Rant: I sit next to a break room that has no doors, so I get to hear the barnyard clucking all goddamn day. And I ask ya, how do people who never shut the fuck up long enough to eat food still manage to weigh as much as a mancubus from Doom 2?
rant I keep feeling like, as the oldest sibling at 30, I kind of hate my siblings....the silver-spoon mentality is so fucking rampant I kind of wanna burn my parents place down so they experience real struggle.
Rant: ffs, mom. Stop mentioning how you are going to "give everybody their inheritance early" because dad is pissed at the tax implications of the income he is receiving through his contracting work. You aren't dead yet. Enjoy your fucking life for once and get an accountant.
Rant: Mom is having lung surgery on Tuesday and we are all scared shitless. Rant: I am unemployed, on winter break and my car is fucking up. Rant: My dad now chooses to get sick. So sick he nearly passed out from dry heaving. Cue hospital trip in which nothing gets fixed. Rant: I am within ten pounds of the heaviest I have ever been. Rave: My niece is fucking cute, y'all.
Rant: Fucking flu. My wife had it two weeks ago and is just now getting back to normal. Just in time for my daughter and I to get sick. Kid had a fever and runny nose, and was generally not herself. I have a sore throat and cough, but I still basically have to do everything because my wife is also 8 months pregnant. Ive basically been a single father for the last two weeks and it is catching up to me. Rant: Not ready for this kid at all. We are moving my daughter to a new room, and changing her old room into the new baby's room. This involves a lot of movement and painting and we have done nothing. I was supposed to get her new room cleaned out and painted today, but of course we're both sick. And my wife got called into work. And my in-laws won't watch a sick 2 year old. Rant: School is acting like they've never had a teacher ask for time off for the birth of a child. The principal honestly seems to expect me to just work through it, and not take any time for the birth of my kid. Fucking shit, I may just "get sick" for a week conveniently when the kid is born. Rave: My daughter made Christmas fun again. She was way into it, loved giving and getting presents, and seeing her excitement on Christmas morning was Awesome. Needed that, as I'm just in the shittiest of shitty moods constantly lately.
RAVE: After days of experimentation, I've finally discovered the perfect recipe for chocolate/coconut macaroons that maximizes the amount of dark spiced rum while still allowing them to remain solid at room temperature. I feel like I've discovered cold fusion or room-temperature superconductors, but for drunk chocoholics.
Rant: I have the worst fucking luck with cars.
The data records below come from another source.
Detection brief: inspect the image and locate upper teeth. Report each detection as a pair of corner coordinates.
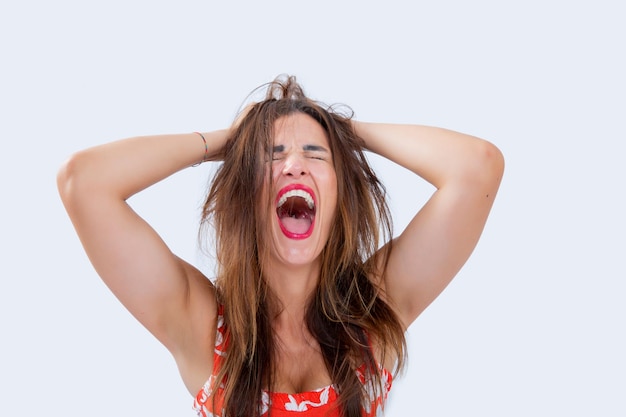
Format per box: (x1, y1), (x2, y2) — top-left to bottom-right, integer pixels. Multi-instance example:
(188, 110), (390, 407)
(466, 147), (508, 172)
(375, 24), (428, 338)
(278, 189), (315, 209)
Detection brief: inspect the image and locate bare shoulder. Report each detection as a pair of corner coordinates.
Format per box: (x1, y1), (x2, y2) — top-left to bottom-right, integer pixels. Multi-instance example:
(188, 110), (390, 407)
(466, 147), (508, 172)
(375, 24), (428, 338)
(170, 255), (217, 396)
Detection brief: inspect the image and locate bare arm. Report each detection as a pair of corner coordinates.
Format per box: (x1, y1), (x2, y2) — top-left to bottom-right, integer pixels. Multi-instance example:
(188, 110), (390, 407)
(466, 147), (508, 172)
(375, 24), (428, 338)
(354, 122), (504, 327)
(57, 131), (226, 394)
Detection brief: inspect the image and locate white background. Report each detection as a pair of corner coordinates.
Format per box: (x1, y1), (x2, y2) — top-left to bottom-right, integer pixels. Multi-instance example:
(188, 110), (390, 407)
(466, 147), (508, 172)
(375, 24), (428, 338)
(0, 0), (626, 417)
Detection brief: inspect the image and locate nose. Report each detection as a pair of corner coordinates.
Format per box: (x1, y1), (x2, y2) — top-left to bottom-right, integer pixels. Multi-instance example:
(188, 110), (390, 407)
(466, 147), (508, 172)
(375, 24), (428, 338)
(282, 153), (308, 178)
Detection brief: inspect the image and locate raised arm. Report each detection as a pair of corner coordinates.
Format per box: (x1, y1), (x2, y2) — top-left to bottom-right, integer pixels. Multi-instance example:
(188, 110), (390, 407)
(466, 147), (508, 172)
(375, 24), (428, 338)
(57, 131), (227, 394)
(354, 122), (504, 327)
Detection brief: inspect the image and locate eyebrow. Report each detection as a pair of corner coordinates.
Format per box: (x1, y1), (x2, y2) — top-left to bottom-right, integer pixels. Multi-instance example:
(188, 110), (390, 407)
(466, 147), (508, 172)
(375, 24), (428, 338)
(272, 145), (328, 153)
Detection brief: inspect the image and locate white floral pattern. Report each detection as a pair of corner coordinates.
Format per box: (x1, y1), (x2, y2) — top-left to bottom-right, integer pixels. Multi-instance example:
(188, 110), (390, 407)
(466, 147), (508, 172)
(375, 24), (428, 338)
(193, 307), (392, 417)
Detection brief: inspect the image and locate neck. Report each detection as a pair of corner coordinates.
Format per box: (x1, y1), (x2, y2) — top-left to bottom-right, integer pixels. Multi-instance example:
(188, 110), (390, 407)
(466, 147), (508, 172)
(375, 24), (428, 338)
(265, 261), (320, 320)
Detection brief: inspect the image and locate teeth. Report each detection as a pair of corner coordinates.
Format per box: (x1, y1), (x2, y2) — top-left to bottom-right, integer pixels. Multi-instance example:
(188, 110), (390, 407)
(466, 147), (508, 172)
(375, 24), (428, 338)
(278, 190), (315, 209)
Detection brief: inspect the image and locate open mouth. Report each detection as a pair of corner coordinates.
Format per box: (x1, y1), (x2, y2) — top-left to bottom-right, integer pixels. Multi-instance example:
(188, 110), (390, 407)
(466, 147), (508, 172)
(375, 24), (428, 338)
(276, 184), (315, 239)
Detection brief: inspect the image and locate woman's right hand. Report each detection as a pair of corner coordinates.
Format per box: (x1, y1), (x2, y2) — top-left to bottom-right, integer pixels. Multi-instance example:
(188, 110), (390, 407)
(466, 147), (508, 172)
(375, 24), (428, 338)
(57, 130), (228, 394)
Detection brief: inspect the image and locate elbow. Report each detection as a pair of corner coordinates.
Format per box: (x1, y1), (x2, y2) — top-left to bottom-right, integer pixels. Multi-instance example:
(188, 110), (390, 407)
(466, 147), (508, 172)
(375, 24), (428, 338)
(463, 140), (504, 194)
(56, 152), (92, 208)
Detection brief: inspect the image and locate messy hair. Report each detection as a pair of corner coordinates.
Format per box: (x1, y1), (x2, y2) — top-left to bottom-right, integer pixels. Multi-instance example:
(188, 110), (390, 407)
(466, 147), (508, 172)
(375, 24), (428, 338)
(202, 76), (406, 417)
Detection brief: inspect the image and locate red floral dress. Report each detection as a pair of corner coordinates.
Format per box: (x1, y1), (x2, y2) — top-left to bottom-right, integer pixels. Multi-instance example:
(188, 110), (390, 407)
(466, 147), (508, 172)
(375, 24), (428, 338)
(193, 306), (392, 417)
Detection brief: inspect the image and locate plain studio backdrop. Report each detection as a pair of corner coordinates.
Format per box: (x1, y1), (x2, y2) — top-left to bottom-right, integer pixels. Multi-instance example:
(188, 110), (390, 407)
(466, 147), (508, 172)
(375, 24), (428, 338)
(0, 0), (626, 417)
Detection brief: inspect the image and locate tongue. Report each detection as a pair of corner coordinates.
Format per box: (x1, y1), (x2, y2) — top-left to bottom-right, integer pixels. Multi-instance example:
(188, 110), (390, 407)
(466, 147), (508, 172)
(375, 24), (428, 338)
(280, 217), (311, 235)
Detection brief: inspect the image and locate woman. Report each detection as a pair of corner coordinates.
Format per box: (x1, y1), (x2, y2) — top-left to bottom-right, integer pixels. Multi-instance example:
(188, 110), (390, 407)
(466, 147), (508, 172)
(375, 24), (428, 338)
(58, 77), (503, 417)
Owned it two weeks and the driver's window goes out the ONE time I roll it all the way down and this same morning the heat goes out. All of this in subzero Minnesota winter. Fuck me. Rave: One more day of work and then a 4 day weekend. Whoo. If I don't at least fix the window later today the drive up to Minneapolis is going to seriously suck though.
Rave: in Jamaica having an absolute ball. Odd rant: turns out filthy drug sex with anonymous strangers, while fun and exactly what I went looking for, isn't exactly my stock in trade. I have that Eminem line stuck in my head "The shit I complain about It's like there ain't a cloud in the sky and it's raining out".